Edith points Derick out and tells Flora "She has many strange ideas."

You see, Derick, a botanist, was a supporter of the eugenics movement.

So, here I can have Edith read the article and then ask her cousin, Dr. Henry Watters, his opinion.

It's a great article. Ironically, it begins by saying that the most vocal opponents of this new fad, eugenics, are the Germans.  The Americans aren't too keen either, (although their President was all for it, I believe.) Anyway there is some wonderfully weird stuff in this article, some of it pertinent to today, I mean with respect to how people view  scientific inquiry. (We have NOT come a long way, Baby!)

And better, right beside it an article about Canada: Our Up and Coming Neighbour: How Canada is Becoming a World Power. (Yea, right.)

The same edition has an advertisement for prime real estate in Montreal, on Ste. Catherine. So it is clear, the border is not as defined as it is today. The Nicholsons had many Massachusetts relations.

The reason the US is more skeptical about the eugenics movement, it is claimed, is because Americans marry for love, while Britons still marry for money and status. (The story of the Nicholson women (a true story based on real letters) reveals that money played a  BIG part in all middle class marriages. In fact, money and marriage is a key theme in my Spinster Story, for Edith`s beau is murdered trying to make enough money to marry her.

All so weird. Henry, if he likes baseball, wasn`t for eugenics. (or at least he won`t be for the purposes of my story).

Hmm. I will have to place them in a box seat though. I can`t imagine Edith sitting with the mob.

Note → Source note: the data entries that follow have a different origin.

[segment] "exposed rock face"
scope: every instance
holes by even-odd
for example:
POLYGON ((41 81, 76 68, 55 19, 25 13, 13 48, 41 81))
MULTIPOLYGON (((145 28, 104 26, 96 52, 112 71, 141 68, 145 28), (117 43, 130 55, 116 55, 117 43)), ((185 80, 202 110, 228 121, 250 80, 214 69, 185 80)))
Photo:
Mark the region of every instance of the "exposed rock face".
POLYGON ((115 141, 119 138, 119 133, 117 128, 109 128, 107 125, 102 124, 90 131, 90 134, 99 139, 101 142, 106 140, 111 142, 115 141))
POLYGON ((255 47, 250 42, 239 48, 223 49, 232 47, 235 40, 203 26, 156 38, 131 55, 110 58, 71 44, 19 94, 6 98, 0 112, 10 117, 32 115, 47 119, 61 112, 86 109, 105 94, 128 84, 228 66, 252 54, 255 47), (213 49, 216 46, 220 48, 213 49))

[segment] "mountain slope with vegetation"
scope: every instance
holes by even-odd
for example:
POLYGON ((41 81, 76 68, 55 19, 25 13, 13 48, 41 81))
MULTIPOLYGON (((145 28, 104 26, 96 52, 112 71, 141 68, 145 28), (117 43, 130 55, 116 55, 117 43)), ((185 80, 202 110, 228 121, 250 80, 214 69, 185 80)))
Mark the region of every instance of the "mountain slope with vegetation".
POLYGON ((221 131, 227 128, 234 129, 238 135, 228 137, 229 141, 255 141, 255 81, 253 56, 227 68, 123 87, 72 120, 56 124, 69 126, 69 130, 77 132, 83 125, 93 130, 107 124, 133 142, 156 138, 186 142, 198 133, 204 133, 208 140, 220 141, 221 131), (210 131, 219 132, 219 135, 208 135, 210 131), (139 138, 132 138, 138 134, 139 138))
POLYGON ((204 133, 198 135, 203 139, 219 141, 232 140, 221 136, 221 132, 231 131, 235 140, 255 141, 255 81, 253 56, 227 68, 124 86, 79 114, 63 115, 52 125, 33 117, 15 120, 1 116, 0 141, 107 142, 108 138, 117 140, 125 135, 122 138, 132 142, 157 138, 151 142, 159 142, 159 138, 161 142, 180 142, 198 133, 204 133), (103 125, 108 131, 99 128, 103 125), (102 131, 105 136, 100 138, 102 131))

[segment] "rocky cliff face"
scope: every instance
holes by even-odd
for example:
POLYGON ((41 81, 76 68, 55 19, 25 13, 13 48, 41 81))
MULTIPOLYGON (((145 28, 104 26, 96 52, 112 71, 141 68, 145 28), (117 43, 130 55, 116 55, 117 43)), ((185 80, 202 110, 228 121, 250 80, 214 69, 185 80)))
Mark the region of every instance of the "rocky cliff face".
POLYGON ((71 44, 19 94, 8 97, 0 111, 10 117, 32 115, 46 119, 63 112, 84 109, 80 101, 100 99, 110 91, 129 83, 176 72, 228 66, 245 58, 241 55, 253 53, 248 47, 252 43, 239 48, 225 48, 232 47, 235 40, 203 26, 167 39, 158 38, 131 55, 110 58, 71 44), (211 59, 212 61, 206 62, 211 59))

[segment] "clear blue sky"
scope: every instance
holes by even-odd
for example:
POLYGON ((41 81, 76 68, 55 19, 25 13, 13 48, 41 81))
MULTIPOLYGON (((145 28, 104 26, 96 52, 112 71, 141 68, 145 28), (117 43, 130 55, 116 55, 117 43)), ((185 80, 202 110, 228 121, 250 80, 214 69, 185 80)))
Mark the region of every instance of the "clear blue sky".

Funny, back then (and through the century) poor people went to baseball games. Now only the wealthy can afford to go and pay 10.00 for a hot dog, etc.)

It`s been years since I went to a game. To see the Expos, in the late 80`s I think. The roof was up and we were boiling. I had kids then and it cost a fortune, all the drinks. As a teen I went to Jarry Park and spent about 2.00 max!

I think I will have Edith ask Henry how much baseball players earn. He`will say Ì think they work for the  beer.

Now, I MUST get to writing the new outline of Diary of a Confirmed Spinster.  I still want the book to end when Edith faints in front of a painting of a woman breastfeeding mumbling to herself, I will never marry. I will never have children.

And that takes place on May 6, 1910, the day King Edward dies, (I think) so I am going to go back and forth in time.
Maternity, Mary Riter Hamilton. On exhibit in Montreal in 1912, but I`m making it 1910.